Andrew was not the only Christian truth-teller whose faith in God and compassion for fellow sinners, sustained me as I mourned. About a year after my mother’s death, I asked Father Ray, a Jesuit in my neighborhood, to say a Mass for her. He did not know me well and had never met my mother, but he immediately agreed. When I told him how she had died, his response was both practical and compassionate: “We all need prayer, and in this life our job is to pray and leave the rest up to God.”

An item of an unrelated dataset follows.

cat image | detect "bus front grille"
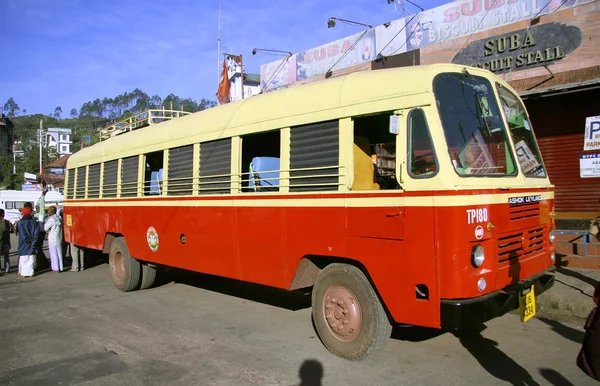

The faith and kindness of those two faithful pastors nudged me toward the Gospel. For the first time since childhood, I began to pray, to attend church and to read Scripture. There, I discovered that all the pain and joy of the human story is contained in, and transformed by, the story of God’s love for us. In Psalm 88, the Bible’s most unrelentingly bleak prayer of lament, I found unexpected resonance with what I knew of my mother’s experience. The psalmist cries: “Why do you reject my soul, Lord,/ and hide your face from me?/ I have been mortally afflicted since youth;/ I have borne your terrors and I am made numb.” My mother’s suicide note unknowingly echoed this prayer and its final line, “My only friend is darkness.”
That heart-wrenching lament gave me a paradoxical hope. If Psalm 88 was included within the sacred stories of God’s loving dealings with humankind, I dared to hope that the Lord had heard my mother’s cries and those of others like her. Eventually, I learned to trust in him who had turned to the psalms as he died in agony—“My God, my God, why have you forsaken me?”—and then had been raised.

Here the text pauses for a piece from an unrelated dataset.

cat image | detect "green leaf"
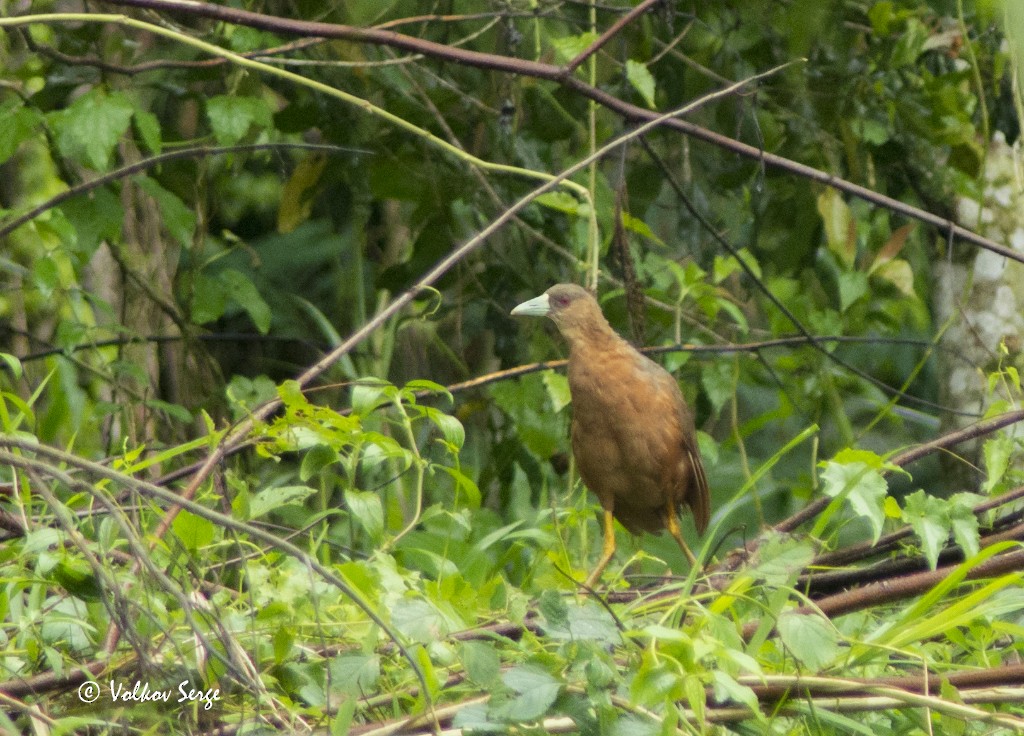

Praying for Those Who Hurt
As I grew in faith, I began to pray daily for my parents and all the dead, especially those who had died by violence; and for all who were contemplating harming themselves or another. Several years ago, I learned that one of the Christians I most admire, Dorothy Day, had also prayed daily for those who commit suicide. Dorothy trusted the advice her own pastor had given her a year into her life as a Catholic, after a teenage friend had killed himself.
“There is no time with God,” Dorothy’s priest had said, “and all the prayers you will say in the future for this unhappy boy will have meant that God gave him the choice at the moment of death, to choose light instead of darkness, good, not evil, indeed the Supreme Good.” At that time, Dorothy had lost 10 friends to suicide. Those deaths, and her ever-present concern that people with nowhere to turn might seek a final exit from their despair, shaped Dorothy’s life of unceasing hospitality.

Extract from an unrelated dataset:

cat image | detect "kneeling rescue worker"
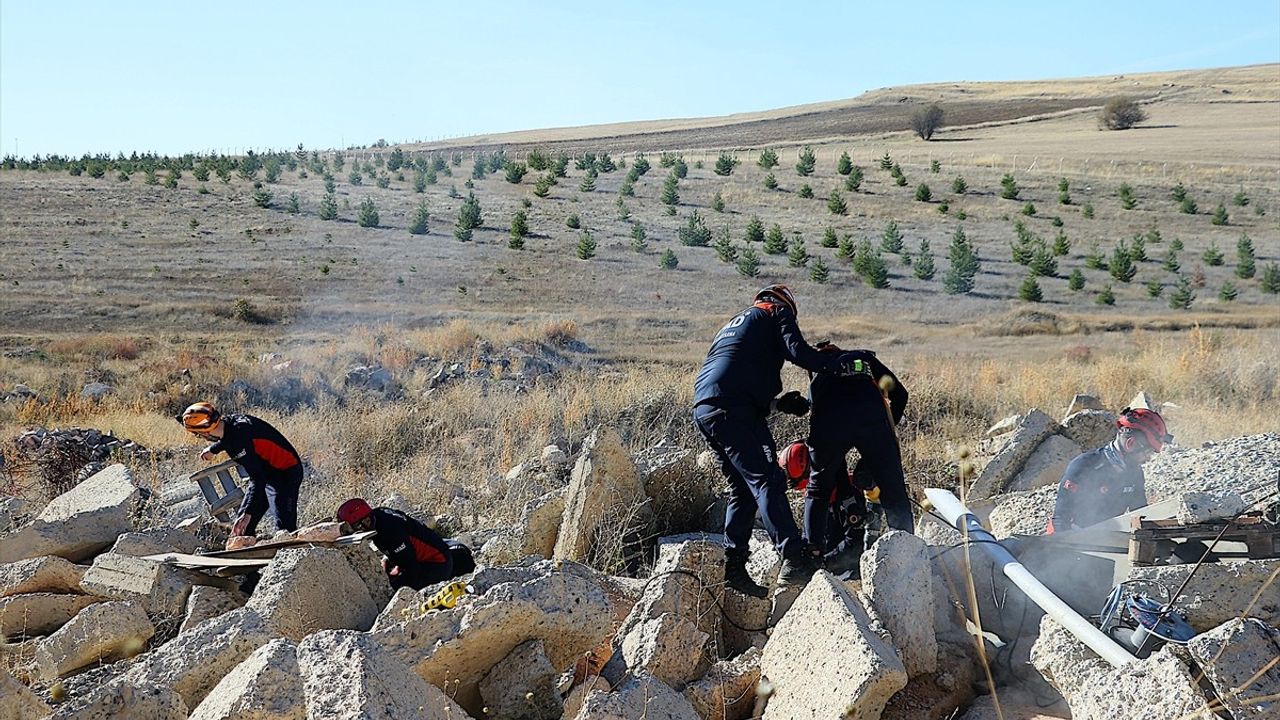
[1044,407,1174,534]
[179,402,302,537]
[338,497,476,591]
[694,284,846,597]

In my own small ways, I try to emulate her compassionate presence, listening to those who drop by my office, or stop me on a street corner, seeking a listening ear. Sometimes, being mindfully present to people in pain means asking the difficult, yet often liberating, question: “Have you been thinking about harming yourself?” A couple of times, I have called 911 and accompanied a suicidal person to the hospital. As I know from my mother’s experience, interrupting a suicide plan does not guarantee the person will live out their natural life. But I always pray that they will.
As I pray, and as I work with people in distress, I often think of Dorothy Day and her priest, and of Pastor Andrew and Father Ray. In their own ways, they embodied the hope that the church can offer to those who grieve, and to those who struggle to hold onto life. Each of them told the truth about the mental anguish that stalks so many, and about God’s love for us all. That is the first step both in the prevention of suicide and in the healing of those it already has hurt. Offering our prayers and presence is the next step, taken in the hope that all God’s beloved people will live life to the fullest with him and each other, in this world and the next.